When consulting, I told the organization: come on, give him my ID card, real estate card and student card. When handling, he told the organization: come on, give him my ID card, real estate card and student card
// When consulting, you should use ID card, student card, real estate card, etc public void consult(){threadLocal.get(); } // You should also use your ID card , Student ID , House property certificate, etc public void takePlane() { threadLocal.get(); }</code></pre>
Principle of ThreadLocal implementation
First, let's take a look at the set() method of ThreadLocal, because we usually use the new object to set the object inside
public void set(T value) {// Get the current thread object Thread t = Thread.currentThread(); // Get ThreadLocalMap here ThreadLocalMap map = getMap(t); // If map exists , Then take the current thread object t as the key, The object to be stored is stored in the map as value if (map != null) map.set(this, value); else createMap(t, value); }</code></pre>
There is a ThreadLocalMap on it. Let's go and see what it is?

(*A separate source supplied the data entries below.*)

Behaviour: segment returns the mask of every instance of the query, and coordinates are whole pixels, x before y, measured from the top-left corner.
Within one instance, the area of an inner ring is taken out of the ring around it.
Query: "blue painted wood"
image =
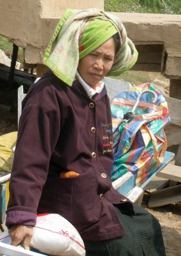
[[[0,221],[3,224],[6,218],[6,184],[0,184]]]

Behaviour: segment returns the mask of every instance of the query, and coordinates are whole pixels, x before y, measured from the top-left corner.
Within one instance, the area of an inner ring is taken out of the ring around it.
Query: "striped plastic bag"
[[[157,99],[152,103],[150,93],[141,95],[129,120],[124,116],[131,111],[140,93],[150,90]],[[164,161],[167,142],[164,127],[170,122],[167,102],[151,83],[133,87],[117,95],[110,102],[113,138],[117,132],[117,147],[113,140],[114,161],[112,181],[127,172],[134,176],[134,186],[143,184]]]

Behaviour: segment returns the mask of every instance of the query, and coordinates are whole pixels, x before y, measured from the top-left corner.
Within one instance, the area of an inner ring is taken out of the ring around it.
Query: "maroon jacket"
[[[83,239],[124,235],[113,204],[133,214],[133,204],[115,190],[112,116],[106,88],[90,99],[50,71],[23,101],[10,179],[6,225],[36,224],[37,212],[59,213]],[[75,178],[60,178],[73,170]]]

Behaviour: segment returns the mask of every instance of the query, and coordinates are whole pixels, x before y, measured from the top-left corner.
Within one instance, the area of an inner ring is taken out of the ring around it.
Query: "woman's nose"
[[[103,70],[103,66],[104,66],[104,63],[103,63],[103,60],[101,60],[101,59],[96,60],[96,61],[94,63],[94,67],[96,68],[99,69],[99,70]]]

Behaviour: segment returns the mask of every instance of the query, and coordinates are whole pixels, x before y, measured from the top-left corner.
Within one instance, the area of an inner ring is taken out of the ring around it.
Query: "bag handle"
[[[167,140],[166,140],[166,134],[165,134],[164,130],[163,130],[162,131],[163,132],[164,139],[161,140],[163,141],[163,142],[165,142],[165,143],[163,143],[163,146],[162,149],[160,152],[160,156],[159,156],[156,136],[155,136],[154,134],[154,133],[148,127],[147,125],[146,125],[146,127],[147,127],[147,129],[148,130],[148,132],[149,132],[150,137],[152,140],[154,158],[159,164],[161,164],[163,162],[164,156],[165,152],[166,150],[166,148],[167,148]],[[161,139],[160,138],[159,138]]]

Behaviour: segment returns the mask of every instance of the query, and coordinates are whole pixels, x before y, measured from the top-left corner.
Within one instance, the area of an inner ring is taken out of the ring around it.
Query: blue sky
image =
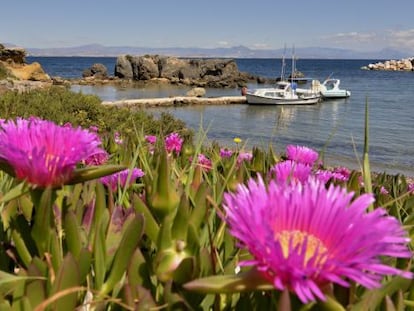
[[[4,1],[0,43],[254,49],[395,48],[414,54],[413,0]]]

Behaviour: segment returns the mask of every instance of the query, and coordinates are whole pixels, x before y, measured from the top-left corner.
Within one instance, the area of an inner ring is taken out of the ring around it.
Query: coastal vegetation
[[[1,310],[404,310],[414,186],[206,144],[51,88],[0,97]],[[368,146],[366,135],[366,146]]]

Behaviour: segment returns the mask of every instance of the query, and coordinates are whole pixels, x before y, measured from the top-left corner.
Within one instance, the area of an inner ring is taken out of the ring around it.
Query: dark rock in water
[[[295,81],[297,83],[306,83],[305,74],[300,71],[295,71],[289,75],[288,81]]]
[[[171,83],[201,87],[237,87],[252,80],[249,74],[239,72],[234,60],[159,55],[118,56],[114,75],[135,81],[163,78]]]
[[[108,78],[108,69],[105,65],[96,63],[93,64],[92,67],[85,69],[82,72],[82,77],[94,77],[97,79],[106,79]]]
[[[6,48],[1,44],[0,61],[24,64],[26,63],[26,50],[23,48]]]
[[[134,75],[130,59],[131,56],[129,55],[118,56],[115,64],[115,76],[121,79],[132,79]]]

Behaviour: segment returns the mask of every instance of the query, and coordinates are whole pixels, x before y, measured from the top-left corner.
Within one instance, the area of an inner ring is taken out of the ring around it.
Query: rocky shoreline
[[[140,87],[164,83],[193,88],[241,89],[252,81],[275,82],[274,79],[240,72],[232,59],[179,59],[160,55],[120,55],[113,75],[108,74],[103,64],[96,63],[84,69],[80,78],[50,77],[39,63],[26,63],[26,51],[23,48],[5,48],[1,44],[0,70],[0,73],[3,72],[3,76],[0,76],[0,94],[7,90],[24,92],[51,85]]]
[[[414,57],[387,60],[361,67],[364,70],[414,71]]]

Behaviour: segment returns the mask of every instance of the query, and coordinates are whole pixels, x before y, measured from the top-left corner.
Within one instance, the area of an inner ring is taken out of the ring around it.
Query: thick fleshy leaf
[[[353,311],[377,310],[386,295],[392,296],[398,290],[407,290],[412,280],[395,277],[378,289],[366,291],[361,299],[352,306]]]
[[[44,191],[32,191],[36,213],[31,233],[33,240],[36,242],[39,254],[50,252],[51,235],[54,234],[52,231],[54,227],[52,191],[51,188],[46,188]]]
[[[102,165],[76,169],[67,184],[74,185],[88,180],[97,179],[103,176],[115,174],[127,168],[128,167],[125,165]]]
[[[8,191],[2,198],[0,198],[0,203],[6,203],[8,201],[17,199],[18,197],[28,193],[29,190],[29,185],[25,182],[22,182],[10,191]]]
[[[208,294],[274,290],[274,286],[255,269],[236,275],[216,275],[196,279],[184,284],[184,288]]]
[[[81,238],[81,228],[73,211],[68,211],[66,213],[63,221],[63,230],[65,231],[68,251],[71,252],[75,258],[79,258],[83,241]]]
[[[99,292],[100,297],[104,297],[111,292],[124,275],[128,263],[134,254],[138,243],[144,232],[144,218],[142,215],[136,215],[135,218],[127,225],[122,240],[119,243],[118,250],[115,254],[109,277],[102,285]]]
[[[16,288],[31,280],[44,280],[43,277],[37,276],[16,276],[4,271],[0,271],[0,293],[5,296]]]
[[[148,206],[137,195],[133,197],[133,207],[136,212],[142,213],[145,219],[145,234],[151,239],[152,242],[156,242],[160,227],[156,222],[154,216],[149,210]]]
[[[57,272],[55,281],[53,282],[51,296],[79,285],[80,271],[78,262],[71,253],[68,253]],[[77,296],[78,294],[76,292],[65,295],[53,304],[53,308],[55,310],[74,310],[77,305]]]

static class ThreadLocalMap {/** * The entries in this hash map extend WeakReference, using * its main ref field as the key (which is always a * ThreadLocal object). Note that null keys (i.e. entry.get() * == null) mean that the key is no longer referenced, so the * entry can be expunged from table. Such entries are referred to * as "stale entries" in the code that follows. */ static class Entry extends WeakReference<ThreadLocal<?>> { /** The value associated with this ThreadLocal. */ Object value; Entry(ThreadLocal<?> k, Object v) { super(k); value = v; } } //.... Very long
}
From the above, we can find that ThreadLocalMap is an internal class of ThreadLocal. Use the Entry class for storage
Our values are stored in this Map, and the key is the current ThreadLocal object!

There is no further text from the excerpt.